Do you feel hamstrung by your company’s IT policies? Are the IT tools you have at home more up-to-date than ones you’re forced to use at work? Do you wish you had more control over your IT environment at work? If so, you’re not alone.
A while back in the Wall Street Journal, Nick Wingfield dared to question the totalitarian policies of the average corporate IT department–and boy-oh-boy does he make some good points.
How is it that employees can be trusted to take care of important customers, safeguard expensive equipment and stay within their budgets, but can’t be trusted to use the Web at work, choose their own IT tools, or download programs onto the workplace PCs? Do IT staffers really believe that conscientious, committed employees turn into crazed, malicious hackers when you give them a bit of freedom over their IT environment? Or are the nerds in IT all secret control freaks—the sort of folks who alphabetize their DVD collections and have separate drawers for different-colored socks and put on protective clothing before pounding a nail? Either way, if they had the budget, they’d probably hire hall monitors.

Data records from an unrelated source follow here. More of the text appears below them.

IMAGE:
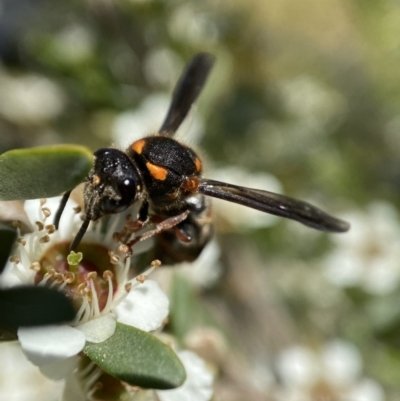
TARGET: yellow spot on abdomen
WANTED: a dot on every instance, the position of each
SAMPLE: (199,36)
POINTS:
(138,146)
(157,172)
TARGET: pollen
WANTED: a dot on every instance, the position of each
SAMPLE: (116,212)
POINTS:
(46,211)
(138,146)
(35,266)
(17,224)
(44,239)
(198,164)
(15,259)
(155,263)
(141,278)
(50,228)
(96,180)
(40,225)
(108,274)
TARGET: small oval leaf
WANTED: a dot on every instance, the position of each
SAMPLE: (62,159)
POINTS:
(43,171)
(138,358)
(7,238)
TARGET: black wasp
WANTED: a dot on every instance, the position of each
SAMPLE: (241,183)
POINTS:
(164,176)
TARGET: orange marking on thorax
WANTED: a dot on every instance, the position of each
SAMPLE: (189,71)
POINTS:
(138,146)
(157,172)
(198,165)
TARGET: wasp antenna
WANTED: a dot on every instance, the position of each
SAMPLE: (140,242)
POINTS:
(61,208)
(79,235)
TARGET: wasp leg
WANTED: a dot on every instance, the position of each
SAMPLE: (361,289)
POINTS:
(61,208)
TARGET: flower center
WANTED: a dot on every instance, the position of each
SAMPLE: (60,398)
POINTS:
(91,275)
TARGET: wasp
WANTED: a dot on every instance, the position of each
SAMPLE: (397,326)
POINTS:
(165,178)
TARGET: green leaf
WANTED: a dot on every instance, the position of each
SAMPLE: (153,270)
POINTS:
(138,358)
(7,238)
(43,171)
(33,306)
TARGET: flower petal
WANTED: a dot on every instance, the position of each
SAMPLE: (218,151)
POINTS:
(43,345)
(145,307)
(198,384)
(60,369)
(98,330)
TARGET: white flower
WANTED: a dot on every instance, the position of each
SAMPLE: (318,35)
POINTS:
(198,384)
(368,255)
(30,98)
(334,371)
(99,286)
(20,380)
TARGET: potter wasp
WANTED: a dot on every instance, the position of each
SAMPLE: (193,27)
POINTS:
(164,177)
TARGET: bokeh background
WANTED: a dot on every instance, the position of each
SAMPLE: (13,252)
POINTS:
(304,99)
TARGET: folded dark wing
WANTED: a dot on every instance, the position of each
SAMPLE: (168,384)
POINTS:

Some IT folks might argue in their defense that standardization helps to keep IT costs down—but so would having only one item on the menu in the corporate canteen. If leading edge IT tools are, as many claim, essential to unleashing human creativity, why would any company force all of its employees to use the same computers, phones and software programs? This makes no more sense than forcing every painter in the world to use the same 24 by 36-inch canvas and No. 8 paint brush, irrespective of the scale and style of the particular painting. Sadly, though, this sort of logic doesn’t cut much ice with bureaucrats, who will always vote for control over freedom—after all, if you actually trusted people to make wise choices, bureaucrats wouldn’t have much to do. Nevertheless, IT professionals need to spend less time trying to enforce technology standards and more time trying to make sure that every employee has access to the world’s best tools.